You recently held an awesome Screen This Too! event. How was it? Oct. HOTM Pic

This lecture was a very proud moment for me. Not only have I had a cousin pass from colon cancer, but I also have a cousin that had to have a double mastectomy a few years ago. Being able to talk about breast cancer and colon cancer awareness in one lecture was something I would do again and again. The lecture was initially meant for my immediate department, which is only about 15 people, but it quickly grew. More than 50 people attended!

After the lecture, I received emails from my coworkers thanking me for putting the program together. They also stopped me in the hallway to tell me how much they learned. Additionally, the education department asked me to do another lecture for a monthly RN meeting, which will be held this month.

What do you want people to know about colon cancer?

What I stress most when speaking to people is that colon cancer is preventable and the screening prep has gotten a heck of a lot more tolerable. I’ll be in line at the supermarket and I somehow am able to talk about prevention with strangers. What’s my message? Colon cancer is preventable. I’m at the mall checking out—what’s my message? Colon cancer is preventable.
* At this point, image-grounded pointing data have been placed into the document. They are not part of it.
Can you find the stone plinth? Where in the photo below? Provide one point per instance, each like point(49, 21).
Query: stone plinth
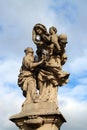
point(39, 116)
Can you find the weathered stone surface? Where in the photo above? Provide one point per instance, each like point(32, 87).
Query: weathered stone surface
point(39, 78)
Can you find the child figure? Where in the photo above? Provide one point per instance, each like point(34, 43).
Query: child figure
point(53, 40)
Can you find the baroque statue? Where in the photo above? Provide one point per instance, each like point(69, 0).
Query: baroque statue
point(41, 75)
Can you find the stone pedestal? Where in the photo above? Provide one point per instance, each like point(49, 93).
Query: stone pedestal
point(39, 116)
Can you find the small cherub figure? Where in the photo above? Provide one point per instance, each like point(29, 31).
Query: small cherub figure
point(53, 40)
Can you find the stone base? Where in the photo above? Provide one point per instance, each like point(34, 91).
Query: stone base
point(39, 116)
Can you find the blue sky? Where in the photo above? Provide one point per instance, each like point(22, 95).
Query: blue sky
point(17, 18)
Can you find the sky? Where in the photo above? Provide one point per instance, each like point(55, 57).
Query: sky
point(17, 18)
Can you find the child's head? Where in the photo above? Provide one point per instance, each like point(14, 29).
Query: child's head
point(52, 30)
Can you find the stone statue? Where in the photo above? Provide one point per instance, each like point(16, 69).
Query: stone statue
point(39, 78)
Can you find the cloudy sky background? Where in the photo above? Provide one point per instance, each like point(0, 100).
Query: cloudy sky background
point(17, 18)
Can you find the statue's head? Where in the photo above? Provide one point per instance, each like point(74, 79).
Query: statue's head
point(28, 50)
point(52, 29)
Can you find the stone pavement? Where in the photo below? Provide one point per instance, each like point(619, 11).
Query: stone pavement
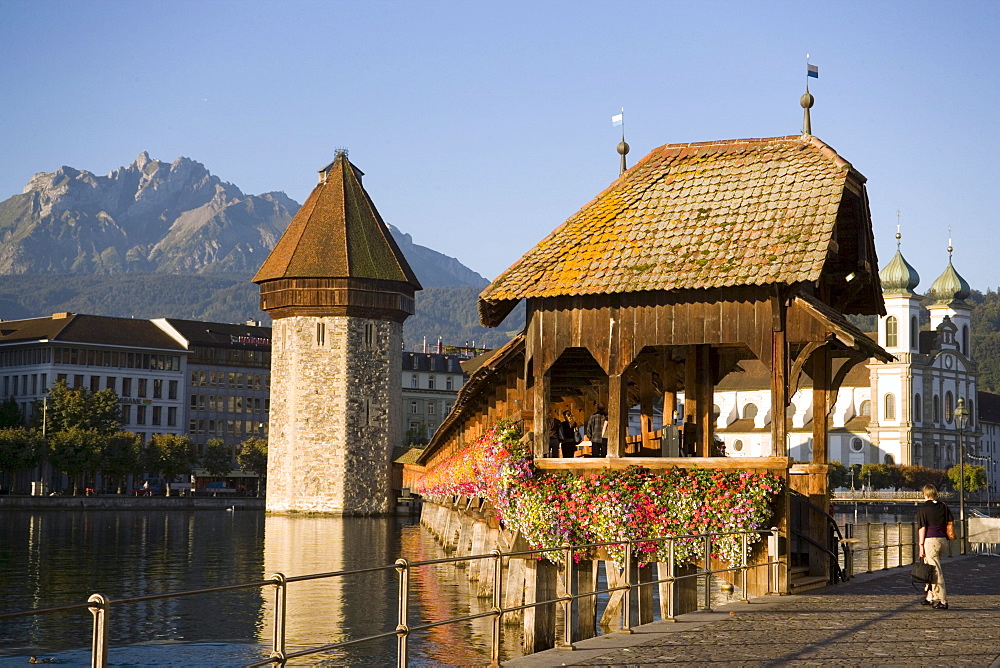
point(874, 620)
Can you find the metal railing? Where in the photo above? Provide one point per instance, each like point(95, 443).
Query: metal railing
point(101, 606)
point(877, 546)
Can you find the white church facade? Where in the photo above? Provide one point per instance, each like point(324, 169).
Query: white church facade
point(901, 412)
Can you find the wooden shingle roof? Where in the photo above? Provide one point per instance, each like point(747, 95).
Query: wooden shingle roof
point(337, 233)
point(689, 216)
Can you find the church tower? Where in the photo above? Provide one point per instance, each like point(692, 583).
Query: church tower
point(338, 289)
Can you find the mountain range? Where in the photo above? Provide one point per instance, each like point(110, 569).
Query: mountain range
point(157, 239)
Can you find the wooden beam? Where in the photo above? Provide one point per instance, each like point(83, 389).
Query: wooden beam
point(617, 414)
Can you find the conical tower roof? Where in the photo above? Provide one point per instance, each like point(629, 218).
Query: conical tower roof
point(337, 233)
point(950, 287)
point(899, 277)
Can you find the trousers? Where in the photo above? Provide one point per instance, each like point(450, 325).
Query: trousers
point(934, 548)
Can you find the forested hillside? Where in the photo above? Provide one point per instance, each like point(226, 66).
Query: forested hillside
point(446, 312)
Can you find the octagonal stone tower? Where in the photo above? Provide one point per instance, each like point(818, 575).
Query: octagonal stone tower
point(338, 289)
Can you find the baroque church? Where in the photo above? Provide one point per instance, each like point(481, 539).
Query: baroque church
point(902, 412)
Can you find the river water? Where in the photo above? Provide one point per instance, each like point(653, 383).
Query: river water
point(51, 558)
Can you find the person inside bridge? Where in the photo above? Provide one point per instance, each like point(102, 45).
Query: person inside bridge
point(932, 538)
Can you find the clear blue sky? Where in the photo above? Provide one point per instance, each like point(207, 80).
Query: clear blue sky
point(482, 126)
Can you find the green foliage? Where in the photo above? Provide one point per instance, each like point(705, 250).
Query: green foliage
point(170, 455)
point(218, 459)
point(10, 414)
point(20, 449)
point(75, 451)
point(121, 456)
point(975, 478)
point(79, 407)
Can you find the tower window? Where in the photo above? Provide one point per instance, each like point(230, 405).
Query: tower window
point(891, 332)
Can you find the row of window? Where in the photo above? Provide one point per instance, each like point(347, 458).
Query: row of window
point(233, 428)
point(449, 382)
point(231, 404)
point(233, 379)
point(232, 356)
point(153, 413)
point(892, 334)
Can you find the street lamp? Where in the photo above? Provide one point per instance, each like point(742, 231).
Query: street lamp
point(961, 421)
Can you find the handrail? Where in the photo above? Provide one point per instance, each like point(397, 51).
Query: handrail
point(837, 573)
point(101, 605)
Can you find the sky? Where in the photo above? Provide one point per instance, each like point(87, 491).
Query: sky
point(482, 126)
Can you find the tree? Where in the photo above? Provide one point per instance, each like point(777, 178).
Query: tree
point(120, 455)
point(217, 460)
point(975, 478)
point(79, 407)
point(20, 449)
point(253, 459)
point(10, 414)
point(171, 455)
point(75, 451)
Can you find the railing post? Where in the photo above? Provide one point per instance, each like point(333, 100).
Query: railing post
point(672, 588)
point(772, 556)
point(497, 608)
point(627, 599)
point(99, 639)
point(567, 642)
point(745, 540)
point(708, 572)
point(280, 603)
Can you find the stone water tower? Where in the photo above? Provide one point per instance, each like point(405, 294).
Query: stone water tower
point(338, 289)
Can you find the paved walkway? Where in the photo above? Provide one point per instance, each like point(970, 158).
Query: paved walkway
point(874, 620)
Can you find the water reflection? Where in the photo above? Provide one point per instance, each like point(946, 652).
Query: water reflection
point(50, 558)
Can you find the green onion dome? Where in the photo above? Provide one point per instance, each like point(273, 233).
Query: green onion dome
point(898, 277)
point(950, 287)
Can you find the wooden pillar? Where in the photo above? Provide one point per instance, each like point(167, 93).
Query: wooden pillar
point(821, 398)
point(585, 573)
point(540, 401)
point(779, 376)
point(617, 414)
point(646, 408)
point(539, 621)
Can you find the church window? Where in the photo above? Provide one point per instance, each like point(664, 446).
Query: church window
point(320, 333)
point(891, 331)
point(369, 335)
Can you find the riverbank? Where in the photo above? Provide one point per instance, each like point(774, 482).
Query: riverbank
point(116, 502)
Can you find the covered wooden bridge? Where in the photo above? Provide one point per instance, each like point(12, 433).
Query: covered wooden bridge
point(699, 257)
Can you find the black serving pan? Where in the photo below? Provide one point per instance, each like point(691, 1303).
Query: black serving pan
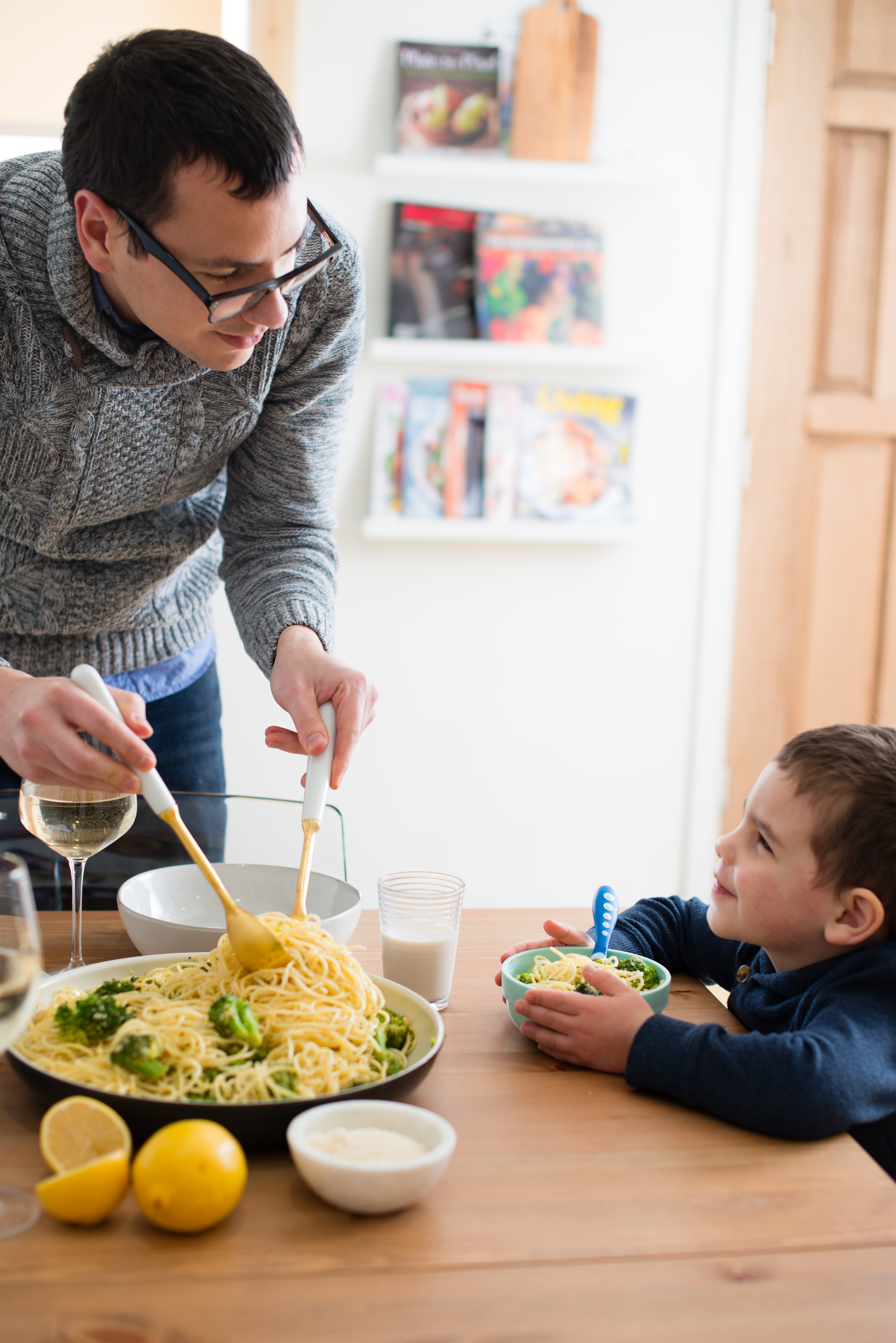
point(256, 1125)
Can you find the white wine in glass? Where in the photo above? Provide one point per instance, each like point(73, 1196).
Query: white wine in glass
point(77, 824)
point(19, 980)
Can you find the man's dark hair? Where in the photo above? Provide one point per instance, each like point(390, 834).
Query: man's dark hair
point(167, 99)
point(848, 773)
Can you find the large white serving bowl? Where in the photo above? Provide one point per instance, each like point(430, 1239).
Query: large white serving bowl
point(371, 1188)
point(176, 910)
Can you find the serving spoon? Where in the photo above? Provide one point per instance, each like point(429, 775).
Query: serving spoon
point(254, 945)
point(606, 911)
point(316, 785)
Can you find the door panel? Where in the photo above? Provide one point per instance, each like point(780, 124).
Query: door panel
point(858, 178)
point(816, 631)
point(847, 573)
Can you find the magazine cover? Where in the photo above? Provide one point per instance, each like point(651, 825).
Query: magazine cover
point(538, 280)
point(503, 414)
point(433, 273)
point(386, 465)
point(448, 97)
point(576, 450)
point(422, 465)
point(464, 450)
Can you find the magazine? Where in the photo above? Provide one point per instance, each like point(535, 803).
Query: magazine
point(433, 273)
point(464, 450)
point(422, 465)
point(574, 454)
point(448, 97)
point(386, 467)
point(538, 280)
point(502, 450)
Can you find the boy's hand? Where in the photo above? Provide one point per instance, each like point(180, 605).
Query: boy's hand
point(559, 935)
point(582, 1029)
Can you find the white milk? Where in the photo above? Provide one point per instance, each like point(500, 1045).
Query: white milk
point(421, 957)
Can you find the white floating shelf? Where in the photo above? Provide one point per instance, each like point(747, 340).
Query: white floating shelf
point(487, 354)
point(499, 168)
point(483, 530)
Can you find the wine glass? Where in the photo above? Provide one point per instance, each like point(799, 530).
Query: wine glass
point(19, 981)
point(77, 824)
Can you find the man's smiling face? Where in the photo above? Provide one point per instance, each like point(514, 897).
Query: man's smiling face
point(766, 878)
point(225, 242)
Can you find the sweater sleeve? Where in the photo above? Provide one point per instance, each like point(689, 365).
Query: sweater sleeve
point(676, 934)
point(280, 556)
point(839, 1070)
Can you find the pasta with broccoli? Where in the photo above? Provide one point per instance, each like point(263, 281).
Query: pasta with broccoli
point(565, 973)
point(205, 1029)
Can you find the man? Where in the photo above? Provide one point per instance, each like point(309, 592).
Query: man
point(155, 434)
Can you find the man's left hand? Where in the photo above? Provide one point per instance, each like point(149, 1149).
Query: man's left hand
point(582, 1029)
point(304, 676)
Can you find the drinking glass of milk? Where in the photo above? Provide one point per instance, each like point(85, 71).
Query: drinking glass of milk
point(420, 922)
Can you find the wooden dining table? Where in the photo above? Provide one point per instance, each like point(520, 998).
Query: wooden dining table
point(574, 1208)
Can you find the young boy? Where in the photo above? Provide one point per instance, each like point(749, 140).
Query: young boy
point(799, 928)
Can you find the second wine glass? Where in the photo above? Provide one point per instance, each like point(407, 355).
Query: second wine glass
point(76, 824)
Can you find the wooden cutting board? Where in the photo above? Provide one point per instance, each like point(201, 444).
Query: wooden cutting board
point(554, 84)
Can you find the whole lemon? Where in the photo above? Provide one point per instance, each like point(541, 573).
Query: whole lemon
point(189, 1176)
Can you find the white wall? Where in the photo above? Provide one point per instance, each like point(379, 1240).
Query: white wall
point(551, 718)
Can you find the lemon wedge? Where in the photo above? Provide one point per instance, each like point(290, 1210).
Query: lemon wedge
point(189, 1176)
point(79, 1130)
point(86, 1194)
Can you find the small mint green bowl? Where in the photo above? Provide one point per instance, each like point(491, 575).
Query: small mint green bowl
point(514, 966)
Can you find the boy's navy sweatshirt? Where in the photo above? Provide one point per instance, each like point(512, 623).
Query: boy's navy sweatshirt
point(821, 1056)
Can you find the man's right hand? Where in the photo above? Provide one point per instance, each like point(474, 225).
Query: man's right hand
point(39, 723)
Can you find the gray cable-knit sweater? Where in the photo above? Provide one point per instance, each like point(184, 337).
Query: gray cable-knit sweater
point(128, 485)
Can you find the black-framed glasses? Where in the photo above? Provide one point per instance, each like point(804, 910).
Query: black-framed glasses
point(236, 301)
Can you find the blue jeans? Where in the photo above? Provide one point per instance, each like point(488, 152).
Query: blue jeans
point(186, 739)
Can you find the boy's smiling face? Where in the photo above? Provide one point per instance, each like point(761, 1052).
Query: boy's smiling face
point(766, 888)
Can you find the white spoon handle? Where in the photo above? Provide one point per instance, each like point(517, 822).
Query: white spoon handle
point(154, 790)
point(319, 769)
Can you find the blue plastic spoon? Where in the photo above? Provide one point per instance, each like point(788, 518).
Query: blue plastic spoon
point(606, 911)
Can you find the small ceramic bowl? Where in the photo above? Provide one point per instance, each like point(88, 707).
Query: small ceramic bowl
point(175, 908)
point(371, 1187)
point(514, 989)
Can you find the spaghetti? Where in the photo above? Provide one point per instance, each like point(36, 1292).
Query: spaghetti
point(566, 971)
point(322, 1027)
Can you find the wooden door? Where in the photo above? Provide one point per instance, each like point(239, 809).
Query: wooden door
point(816, 632)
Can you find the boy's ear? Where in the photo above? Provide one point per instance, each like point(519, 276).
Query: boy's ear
point(862, 917)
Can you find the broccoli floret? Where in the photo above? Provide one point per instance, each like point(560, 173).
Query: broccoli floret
point(91, 1020)
point(285, 1079)
point(116, 986)
point(651, 973)
point(394, 1062)
point(233, 1016)
point(393, 1033)
point(142, 1055)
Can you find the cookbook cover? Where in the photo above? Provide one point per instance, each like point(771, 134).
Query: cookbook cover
point(538, 280)
point(448, 97)
point(574, 454)
point(422, 465)
point(386, 465)
point(504, 407)
point(433, 273)
point(464, 450)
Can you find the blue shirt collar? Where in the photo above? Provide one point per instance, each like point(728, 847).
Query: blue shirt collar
point(133, 331)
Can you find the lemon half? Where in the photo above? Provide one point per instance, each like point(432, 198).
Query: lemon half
point(88, 1193)
point(79, 1130)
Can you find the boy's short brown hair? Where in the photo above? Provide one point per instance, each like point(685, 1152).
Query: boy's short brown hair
point(848, 771)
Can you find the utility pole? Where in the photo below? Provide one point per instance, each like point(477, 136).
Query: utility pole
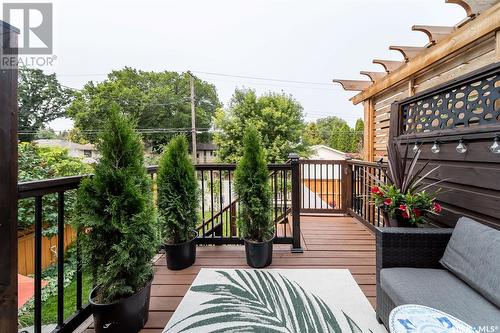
point(193, 117)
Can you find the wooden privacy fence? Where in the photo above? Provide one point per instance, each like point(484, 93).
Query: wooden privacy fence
point(323, 187)
point(26, 250)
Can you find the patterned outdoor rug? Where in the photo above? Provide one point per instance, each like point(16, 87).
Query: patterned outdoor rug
point(274, 300)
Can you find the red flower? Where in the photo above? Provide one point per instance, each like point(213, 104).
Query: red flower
point(437, 208)
point(404, 212)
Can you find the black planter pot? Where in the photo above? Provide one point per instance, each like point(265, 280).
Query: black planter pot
point(182, 255)
point(128, 315)
point(259, 254)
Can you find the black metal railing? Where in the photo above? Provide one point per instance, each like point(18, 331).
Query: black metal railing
point(363, 175)
point(37, 190)
point(218, 215)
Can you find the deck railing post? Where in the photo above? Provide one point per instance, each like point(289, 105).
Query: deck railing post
point(8, 179)
point(295, 164)
point(347, 186)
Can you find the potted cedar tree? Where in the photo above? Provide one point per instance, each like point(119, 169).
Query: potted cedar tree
point(116, 212)
point(254, 195)
point(178, 204)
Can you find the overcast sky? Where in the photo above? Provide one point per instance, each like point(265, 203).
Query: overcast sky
point(311, 41)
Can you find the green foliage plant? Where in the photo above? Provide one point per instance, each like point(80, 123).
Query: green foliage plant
point(177, 192)
point(116, 213)
point(252, 187)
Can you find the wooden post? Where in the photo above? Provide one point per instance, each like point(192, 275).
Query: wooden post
point(395, 122)
point(368, 137)
point(8, 181)
point(294, 161)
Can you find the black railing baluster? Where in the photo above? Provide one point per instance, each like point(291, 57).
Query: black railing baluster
point(212, 199)
point(221, 197)
point(38, 265)
point(328, 185)
point(79, 286)
point(203, 202)
point(60, 259)
point(275, 189)
point(231, 205)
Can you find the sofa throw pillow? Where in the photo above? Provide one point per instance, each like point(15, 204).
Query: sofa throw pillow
point(473, 255)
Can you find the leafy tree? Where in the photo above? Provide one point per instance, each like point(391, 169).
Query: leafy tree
point(41, 99)
point(155, 100)
point(36, 163)
point(277, 117)
point(252, 187)
point(116, 211)
point(312, 134)
point(177, 192)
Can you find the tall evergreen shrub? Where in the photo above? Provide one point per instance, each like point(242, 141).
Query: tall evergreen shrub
point(177, 192)
point(116, 213)
point(252, 187)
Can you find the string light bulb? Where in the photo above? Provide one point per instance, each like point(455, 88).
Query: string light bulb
point(461, 147)
point(495, 147)
point(435, 147)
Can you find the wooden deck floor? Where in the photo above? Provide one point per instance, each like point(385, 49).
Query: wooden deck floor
point(328, 242)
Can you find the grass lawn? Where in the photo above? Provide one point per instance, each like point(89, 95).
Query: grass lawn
point(49, 307)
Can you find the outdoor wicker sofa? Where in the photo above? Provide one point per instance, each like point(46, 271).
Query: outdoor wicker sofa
point(413, 268)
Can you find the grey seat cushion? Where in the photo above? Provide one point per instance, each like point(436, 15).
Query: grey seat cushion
point(441, 290)
point(473, 254)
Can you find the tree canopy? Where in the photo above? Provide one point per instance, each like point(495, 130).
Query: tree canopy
point(336, 133)
point(41, 99)
point(155, 100)
point(278, 118)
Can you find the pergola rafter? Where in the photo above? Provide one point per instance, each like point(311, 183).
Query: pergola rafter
point(353, 85)
point(374, 76)
point(389, 65)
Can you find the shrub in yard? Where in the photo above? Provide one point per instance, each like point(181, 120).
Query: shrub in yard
point(177, 192)
point(252, 187)
point(116, 213)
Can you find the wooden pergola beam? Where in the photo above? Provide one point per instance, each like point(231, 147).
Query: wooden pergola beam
point(435, 33)
point(484, 24)
point(374, 76)
point(353, 85)
point(408, 52)
point(389, 65)
point(474, 7)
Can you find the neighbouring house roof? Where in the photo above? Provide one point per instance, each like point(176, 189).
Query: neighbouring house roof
point(316, 150)
point(206, 146)
point(64, 144)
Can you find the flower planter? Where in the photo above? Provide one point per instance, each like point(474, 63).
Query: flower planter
point(259, 254)
point(182, 255)
point(397, 222)
point(125, 315)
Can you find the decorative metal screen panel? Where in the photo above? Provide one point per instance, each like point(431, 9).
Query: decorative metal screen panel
point(469, 104)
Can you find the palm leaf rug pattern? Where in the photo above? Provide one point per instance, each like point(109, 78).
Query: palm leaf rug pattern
point(259, 301)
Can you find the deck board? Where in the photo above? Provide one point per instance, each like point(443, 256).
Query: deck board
point(329, 242)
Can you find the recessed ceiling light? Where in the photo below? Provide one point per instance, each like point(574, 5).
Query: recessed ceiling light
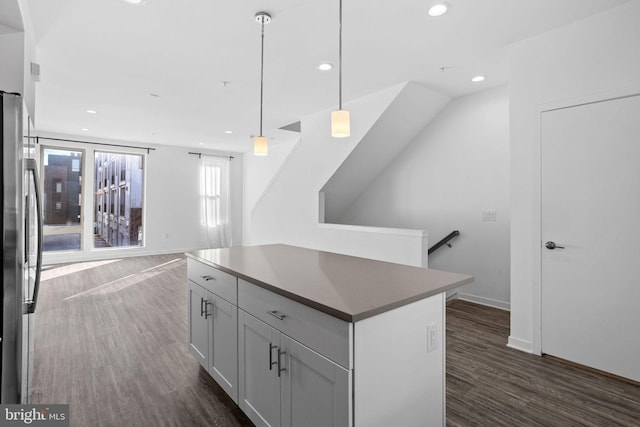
point(439, 9)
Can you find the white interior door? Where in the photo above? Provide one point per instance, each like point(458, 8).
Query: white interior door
point(591, 210)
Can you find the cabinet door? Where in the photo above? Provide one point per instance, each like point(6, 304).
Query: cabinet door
point(315, 391)
point(223, 345)
point(259, 385)
point(198, 325)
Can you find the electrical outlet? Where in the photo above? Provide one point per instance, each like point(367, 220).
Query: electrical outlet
point(432, 337)
point(489, 215)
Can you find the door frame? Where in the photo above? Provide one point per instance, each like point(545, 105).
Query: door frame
point(536, 244)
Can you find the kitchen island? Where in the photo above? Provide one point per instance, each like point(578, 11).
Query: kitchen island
point(304, 337)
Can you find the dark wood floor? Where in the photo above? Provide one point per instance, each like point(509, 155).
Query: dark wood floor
point(491, 384)
point(111, 340)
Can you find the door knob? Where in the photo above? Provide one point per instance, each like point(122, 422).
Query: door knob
point(552, 245)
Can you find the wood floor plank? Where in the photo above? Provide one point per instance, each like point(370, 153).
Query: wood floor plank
point(491, 384)
point(111, 340)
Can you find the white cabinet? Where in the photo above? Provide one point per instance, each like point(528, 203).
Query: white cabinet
point(198, 325)
point(314, 391)
point(259, 386)
point(223, 347)
point(213, 324)
point(284, 383)
point(288, 362)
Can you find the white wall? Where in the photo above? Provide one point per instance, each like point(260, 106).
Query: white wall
point(17, 50)
point(171, 220)
point(589, 60)
point(456, 167)
point(260, 173)
point(289, 210)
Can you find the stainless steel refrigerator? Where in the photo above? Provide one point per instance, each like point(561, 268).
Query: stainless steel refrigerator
point(21, 253)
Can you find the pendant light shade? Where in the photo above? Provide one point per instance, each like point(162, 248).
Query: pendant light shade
point(260, 146)
point(340, 124)
point(340, 119)
point(260, 142)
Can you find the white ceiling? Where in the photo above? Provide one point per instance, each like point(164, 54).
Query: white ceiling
point(109, 56)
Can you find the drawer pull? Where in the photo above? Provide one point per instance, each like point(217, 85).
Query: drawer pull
point(280, 368)
point(276, 314)
point(206, 311)
point(271, 362)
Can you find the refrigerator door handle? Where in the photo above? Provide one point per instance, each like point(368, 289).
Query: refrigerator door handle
point(32, 166)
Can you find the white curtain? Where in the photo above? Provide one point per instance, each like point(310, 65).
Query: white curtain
point(214, 201)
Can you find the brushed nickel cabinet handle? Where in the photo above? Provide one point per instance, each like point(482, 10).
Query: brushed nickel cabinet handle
point(276, 314)
point(280, 368)
point(271, 362)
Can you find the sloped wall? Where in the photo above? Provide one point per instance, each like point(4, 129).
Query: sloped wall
point(452, 171)
point(289, 211)
point(411, 110)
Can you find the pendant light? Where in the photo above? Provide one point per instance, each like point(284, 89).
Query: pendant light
point(260, 142)
point(340, 121)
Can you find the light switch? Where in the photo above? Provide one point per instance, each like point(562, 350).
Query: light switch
point(489, 215)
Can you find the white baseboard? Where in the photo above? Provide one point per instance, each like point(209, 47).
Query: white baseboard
point(482, 300)
point(521, 345)
point(104, 254)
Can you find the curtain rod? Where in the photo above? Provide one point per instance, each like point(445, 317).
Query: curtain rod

I’m out at dinner with my boys—what’s my message? That we have the “power of prevention” and I could help them prevent colon cancer too!

What advice do you have for others who want to spread the word about prevention?

Striking up a conversation about getting your rear checked out is not an easy thing to do. When speaking about this disease, you have to think out of the box. Using the “Screen this Too!” undies was a great way to “Break the Ice” (that was another slogan I used and received awards for). You have to break down barriers and try to make it something that is easier to speak about. I made stickers that said “Cancer is also blue, so screen your booty too.” As silly as it may sound, things like that work!